Sunday, 22 November 2009

Polar Bear

So I thought that I'd write about something other than Tom Waits. Four years ago I saw a one of the most inspiring live bands that I think I have ever seen. They went by the name of Polar Bear. Mixing new-jazz/be-bop/live electronics (a la Max/MSP) they have a unique and interesting sound and drummer/band leader Seb Rochford also has a good ear for a tune. Their self-titled third album came out in June of 2008 and has never really escaped my playlist since. I recently saw them (for the fifth time) at Camden Jazz Cafe. Well, they never fail to blow me a way. Jazz was once described to me by a friend as three virtuosos on stage. Polar Bear are five virtuosos on stage but at no point does the music seem indulgent or arrogant. The music moves from danceable dittys to psychadelic jams to melancholic ballads with ease, all founded by a brilliant sense of rythm and emotion. This is not music made for jazz fans so do NOT be put off by the connotations this word has. Go on, give it a listen and I'm sure you wont regret it. The new songs they played boasts Leafcutter John (electronics) playing electric guitar with a brush. Apparently the new album will be out by March of 2010 and I cannot wait.
If this floats you boat check out Acoustic Ladyland who you will find under 'jazz' in your local HMV store but seem to be more suited the term 'punk' with their influences being Jimi Hendrix and Iggy Pop, band members include drummer and saxophonist of Polar Bear respectively, Seb Rochford and Pete Wareham.
Oh, and the support bands for Polar Bear at the Camden Jazz Cafe were pretty cool. Can't remember the names of them but will try and find out.

small change got rained on...

So it's half midnight and the weekend has gone of crying to Monday morning. I am currently finishing the abstract to my dissertation which has to be handing in by midday of the morrow/today (depending on whether you're one of those annoying people who count the next day at precisely one second after midnight or not). My dissertation question resembles something along the lines of 'is Swordfishtrombones [Tom Waits' seminal 9th album] one of the most daring transformations in pop music history or merely a natural creative evolution.' blah blah blah. Anyway, researching this has got me delving into Waits' extensive back catalog from the seventies and reminding me of some true gems (eg. 'Romeo is bleeding'). Small Change is a brilliant album from the creative genius. The opening track is both beautiful and tragic, a romantic alcoholic anthem that could've inspired the pogues' fairytale of New York.

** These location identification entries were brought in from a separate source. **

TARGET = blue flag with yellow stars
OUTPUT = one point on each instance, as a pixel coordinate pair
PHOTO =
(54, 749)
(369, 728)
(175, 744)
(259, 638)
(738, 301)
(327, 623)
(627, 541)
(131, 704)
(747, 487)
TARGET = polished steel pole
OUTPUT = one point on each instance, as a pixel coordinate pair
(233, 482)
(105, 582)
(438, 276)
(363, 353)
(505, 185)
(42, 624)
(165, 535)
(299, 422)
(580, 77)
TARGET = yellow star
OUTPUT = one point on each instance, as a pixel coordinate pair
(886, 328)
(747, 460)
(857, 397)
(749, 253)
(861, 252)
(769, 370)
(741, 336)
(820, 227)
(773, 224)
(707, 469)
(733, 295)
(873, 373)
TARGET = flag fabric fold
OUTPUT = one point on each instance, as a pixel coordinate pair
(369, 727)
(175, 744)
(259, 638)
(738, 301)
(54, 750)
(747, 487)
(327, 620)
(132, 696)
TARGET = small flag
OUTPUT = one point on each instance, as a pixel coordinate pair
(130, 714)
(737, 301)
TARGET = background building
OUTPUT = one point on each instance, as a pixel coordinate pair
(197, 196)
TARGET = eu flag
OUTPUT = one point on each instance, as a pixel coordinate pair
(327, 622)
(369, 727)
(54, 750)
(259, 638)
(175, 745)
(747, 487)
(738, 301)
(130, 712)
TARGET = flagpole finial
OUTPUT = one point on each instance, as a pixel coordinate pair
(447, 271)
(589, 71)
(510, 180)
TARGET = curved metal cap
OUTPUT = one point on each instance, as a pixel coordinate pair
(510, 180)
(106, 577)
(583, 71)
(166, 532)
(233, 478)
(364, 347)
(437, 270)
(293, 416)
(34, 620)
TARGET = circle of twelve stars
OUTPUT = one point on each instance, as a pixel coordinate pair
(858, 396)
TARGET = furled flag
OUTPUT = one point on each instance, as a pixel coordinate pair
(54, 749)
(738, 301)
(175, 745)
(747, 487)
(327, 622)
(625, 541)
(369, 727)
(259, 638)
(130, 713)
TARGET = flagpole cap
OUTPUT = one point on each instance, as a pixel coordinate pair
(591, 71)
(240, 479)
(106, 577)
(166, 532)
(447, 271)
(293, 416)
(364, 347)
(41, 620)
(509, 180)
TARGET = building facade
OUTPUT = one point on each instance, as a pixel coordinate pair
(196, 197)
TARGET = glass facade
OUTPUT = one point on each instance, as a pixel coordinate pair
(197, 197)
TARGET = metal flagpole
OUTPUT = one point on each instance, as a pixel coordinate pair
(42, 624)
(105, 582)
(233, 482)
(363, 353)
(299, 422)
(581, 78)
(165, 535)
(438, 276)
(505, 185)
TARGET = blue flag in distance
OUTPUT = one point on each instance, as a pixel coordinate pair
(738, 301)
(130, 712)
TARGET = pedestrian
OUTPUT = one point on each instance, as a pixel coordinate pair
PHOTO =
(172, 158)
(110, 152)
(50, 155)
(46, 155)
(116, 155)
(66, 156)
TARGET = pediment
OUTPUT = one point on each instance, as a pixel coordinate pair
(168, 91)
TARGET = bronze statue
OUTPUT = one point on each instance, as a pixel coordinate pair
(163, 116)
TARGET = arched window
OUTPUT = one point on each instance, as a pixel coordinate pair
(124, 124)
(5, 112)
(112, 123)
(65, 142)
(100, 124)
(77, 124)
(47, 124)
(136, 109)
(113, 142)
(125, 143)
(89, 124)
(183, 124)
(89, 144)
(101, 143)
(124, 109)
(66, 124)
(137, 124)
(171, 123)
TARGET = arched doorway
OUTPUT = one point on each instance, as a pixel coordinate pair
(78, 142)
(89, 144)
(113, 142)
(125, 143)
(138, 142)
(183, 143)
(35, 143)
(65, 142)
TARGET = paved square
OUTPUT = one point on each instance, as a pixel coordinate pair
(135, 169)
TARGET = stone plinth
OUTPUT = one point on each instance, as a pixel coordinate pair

The title track is another craker - a kerouac-esque spoken word piece inspired by a young african american kid who waits saw one night in LA with his head in gumball machine covered in blood having been rained on with his own .38
It may well be the best album Waits produced in the seventies, the point when his tin pan alley/boho beat poet hit its creative peak.

Hey man, Romeo is bleeding...

...and he'll die without a whimper/like every hero's dream/just an angel with a bullet/and Cagney on the screen...

Highlight from Waits' Kerouac/Bukowski inspired boho-beat-poet-come-tin-pan-alley-bar-stool-crooning days.